Mural #10, “Rock of Ages” (Pulpit Rock)
The Methodist Church in 1833 appointed Reverent Jason Lee, his nephew Reverend Daniel Lee and Reverend Henry K.W. Perkins to the new Methodist Episcopal Mission that was to be established at The Dalles in 1838. Reverend Perkins describes his mission as the “Wonderful Work of God.”
The Wascopam Methodist mission included preaching, prayer, teaching, translation, conversion, baptism, visitation and Christian comfort in the ever changing and challenging lands of the new territories. During the period between 1838 and 1848, the area north of Pulpit Rock, at Amotan Springs (now on the grounds of The Dalles Wahtonkia High School) became the primary meeting and preaching location in the area.
Pulpit Rock still stands today. To visit this rock monument, starting from 1st and Union – go up the hill (headed south on Union Street) to East 12th.
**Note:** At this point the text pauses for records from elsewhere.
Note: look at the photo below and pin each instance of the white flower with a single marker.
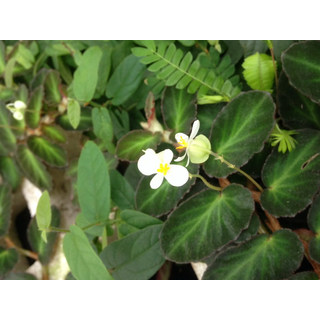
(160, 165)
(18, 109)
(197, 148)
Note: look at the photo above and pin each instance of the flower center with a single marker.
(164, 169)
(183, 144)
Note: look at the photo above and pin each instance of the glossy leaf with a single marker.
(292, 179)
(86, 76)
(32, 168)
(297, 111)
(83, 261)
(8, 259)
(51, 153)
(264, 257)
(135, 257)
(179, 110)
(93, 184)
(125, 80)
(301, 64)
(131, 146)
(5, 208)
(240, 131)
(33, 114)
(206, 223)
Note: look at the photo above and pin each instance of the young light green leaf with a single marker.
(74, 113)
(83, 261)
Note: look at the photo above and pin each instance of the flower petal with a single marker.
(177, 176)
(195, 129)
(156, 182)
(149, 163)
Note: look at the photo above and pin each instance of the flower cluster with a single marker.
(197, 149)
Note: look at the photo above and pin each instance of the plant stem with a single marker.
(205, 182)
(230, 165)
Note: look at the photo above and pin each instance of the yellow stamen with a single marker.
(183, 144)
(164, 169)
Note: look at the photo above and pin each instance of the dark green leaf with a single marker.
(5, 209)
(131, 146)
(32, 168)
(93, 184)
(206, 223)
(83, 261)
(240, 131)
(135, 257)
(51, 153)
(125, 80)
(292, 179)
(301, 63)
(86, 76)
(264, 257)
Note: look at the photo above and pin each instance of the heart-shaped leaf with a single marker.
(179, 110)
(32, 168)
(297, 111)
(301, 64)
(5, 208)
(51, 153)
(135, 257)
(264, 257)
(206, 223)
(131, 146)
(240, 131)
(292, 179)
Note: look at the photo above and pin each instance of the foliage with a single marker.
(250, 212)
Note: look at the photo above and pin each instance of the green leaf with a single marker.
(179, 110)
(135, 257)
(297, 111)
(122, 193)
(33, 114)
(264, 257)
(74, 113)
(259, 72)
(301, 63)
(93, 184)
(125, 80)
(44, 250)
(292, 179)
(83, 261)
(314, 224)
(8, 259)
(32, 168)
(54, 133)
(10, 172)
(86, 76)
(131, 146)
(85, 121)
(8, 140)
(240, 131)
(51, 153)
(206, 223)
(5, 209)
(44, 214)
(133, 221)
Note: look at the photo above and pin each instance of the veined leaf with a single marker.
(259, 72)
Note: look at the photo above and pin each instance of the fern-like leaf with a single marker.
(174, 68)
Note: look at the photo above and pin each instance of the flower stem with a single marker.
(230, 165)
(205, 182)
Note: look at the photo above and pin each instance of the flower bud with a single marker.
(199, 150)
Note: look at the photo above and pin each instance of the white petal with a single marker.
(149, 163)
(156, 182)
(178, 137)
(177, 176)
(195, 129)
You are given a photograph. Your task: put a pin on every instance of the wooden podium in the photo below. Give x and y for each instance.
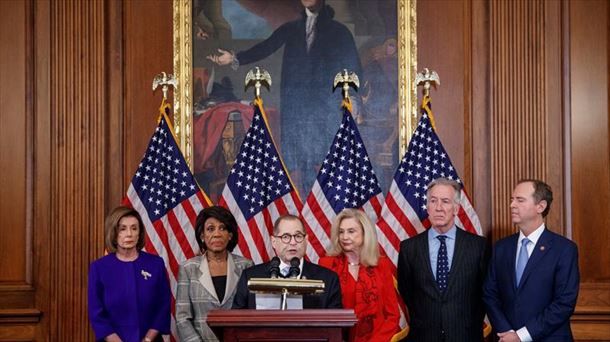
(330, 325)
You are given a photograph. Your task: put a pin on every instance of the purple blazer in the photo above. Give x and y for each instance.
(128, 298)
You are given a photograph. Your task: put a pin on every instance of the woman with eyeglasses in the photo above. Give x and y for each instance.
(207, 281)
(366, 278)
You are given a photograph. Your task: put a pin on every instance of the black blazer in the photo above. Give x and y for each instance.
(330, 299)
(456, 315)
(546, 297)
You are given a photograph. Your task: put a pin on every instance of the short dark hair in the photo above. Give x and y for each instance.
(111, 227)
(542, 192)
(225, 217)
(287, 217)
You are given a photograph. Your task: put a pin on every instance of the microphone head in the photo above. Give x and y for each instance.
(274, 267)
(294, 270)
(275, 261)
(295, 262)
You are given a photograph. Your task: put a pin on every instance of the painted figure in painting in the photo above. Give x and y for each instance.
(316, 47)
(303, 44)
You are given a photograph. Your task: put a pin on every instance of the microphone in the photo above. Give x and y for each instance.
(274, 267)
(294, 270)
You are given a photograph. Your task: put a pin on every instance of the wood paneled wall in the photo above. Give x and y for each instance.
(589, 162)
(76, 110)
(524, 94)
(526, 133)
(77, 183)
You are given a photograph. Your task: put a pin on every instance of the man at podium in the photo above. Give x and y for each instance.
(289, 241)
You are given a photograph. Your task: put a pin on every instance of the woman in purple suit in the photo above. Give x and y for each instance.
(129, 295)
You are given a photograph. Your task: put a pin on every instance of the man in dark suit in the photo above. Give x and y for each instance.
(441, 273)
(532, 285)
(289, 240)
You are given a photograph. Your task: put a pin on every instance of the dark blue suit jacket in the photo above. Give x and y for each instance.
(545, 299)
(330, 299)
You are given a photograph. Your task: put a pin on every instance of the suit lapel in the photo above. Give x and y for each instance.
(511, 259)
(458, 254)
(542, 248)
(425, 254)
(231, 277)
(205, 279)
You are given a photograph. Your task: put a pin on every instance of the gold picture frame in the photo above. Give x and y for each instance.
(183, 71)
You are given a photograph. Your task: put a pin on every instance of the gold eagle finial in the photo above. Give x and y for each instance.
(426, 77)
(346, 79)
(164, 80)
(257, 77)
Turn left (east) on 12th and go one block to Court Street. The rock is located just south of The Dalles Wahtonka High School.
Artist: Hulan Fleming, assisted by Gary Bright
Painted: June 1999
Location: Downtown, E. 3rd Street, on the Salvation Army building.
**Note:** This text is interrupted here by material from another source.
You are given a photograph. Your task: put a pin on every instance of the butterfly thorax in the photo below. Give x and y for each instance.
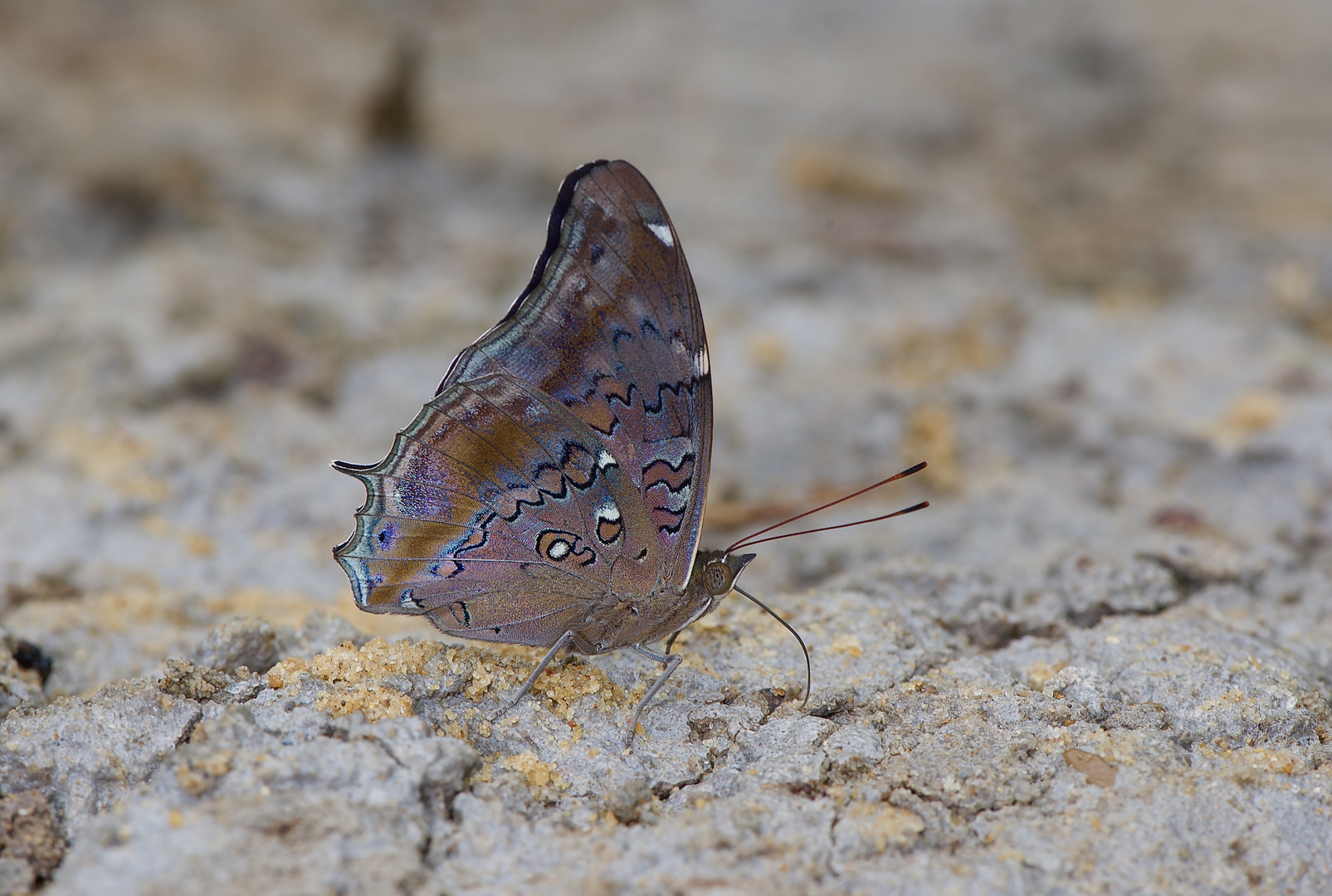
(620, 621)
Mural #11, “Corps of Discovery: Into the Narrows”
President Thomas Jefferson’s vision to reach the Pacific Ocean overland was about to be realized in less than 200 miles but first the Corps had to shoot the rapids of the Narrows at the Columbia. The important supplies were portaged and the swimming members of the party boarded the canoes and cast off.
The Short Narrows were where the Columbia River constricted to only 45 yards wide and a quarter of a mile long and the Long Narrows were 100 yards wide and three miles long. Captain William Clark wrote: “… the horrid appearance of the agitated, gut swelling water was boiling and whorling in every direction…”
In the standards of today’s canoeists, this was a Class V rapid (on a scale of 1-6). Luckily, the Corps with their five heavy dugout canoes made the run without incident.
Artist: Gary Kerby
Location: Downtown, E. Federal Street, 1st Street between Federal and Laughlin, facing The Dalles Veterans Center.
Mural #12, “Sahaptin Medicine Man”
This mural depicts the wisdom and mystery of the Native American Medicine Man. An integral part of Native American culture, the Medicine Man walked the path between the spirit world and ordinary reality. In the days before white settlers, the medicine man of the Sahaptin speaking people of the Wyam area (Celilo Falls) had great powers and lived away from other tribal members. His duties consisted of all things of the body and spirit as well as being a voice of the land to bring the renewal of abundance to the natural world, especially the seasonal return of the spawning salmon, the nusook.
Artist: Gary Kerby
Painted: June, 2003
Location: Downtown, 1st and Union St.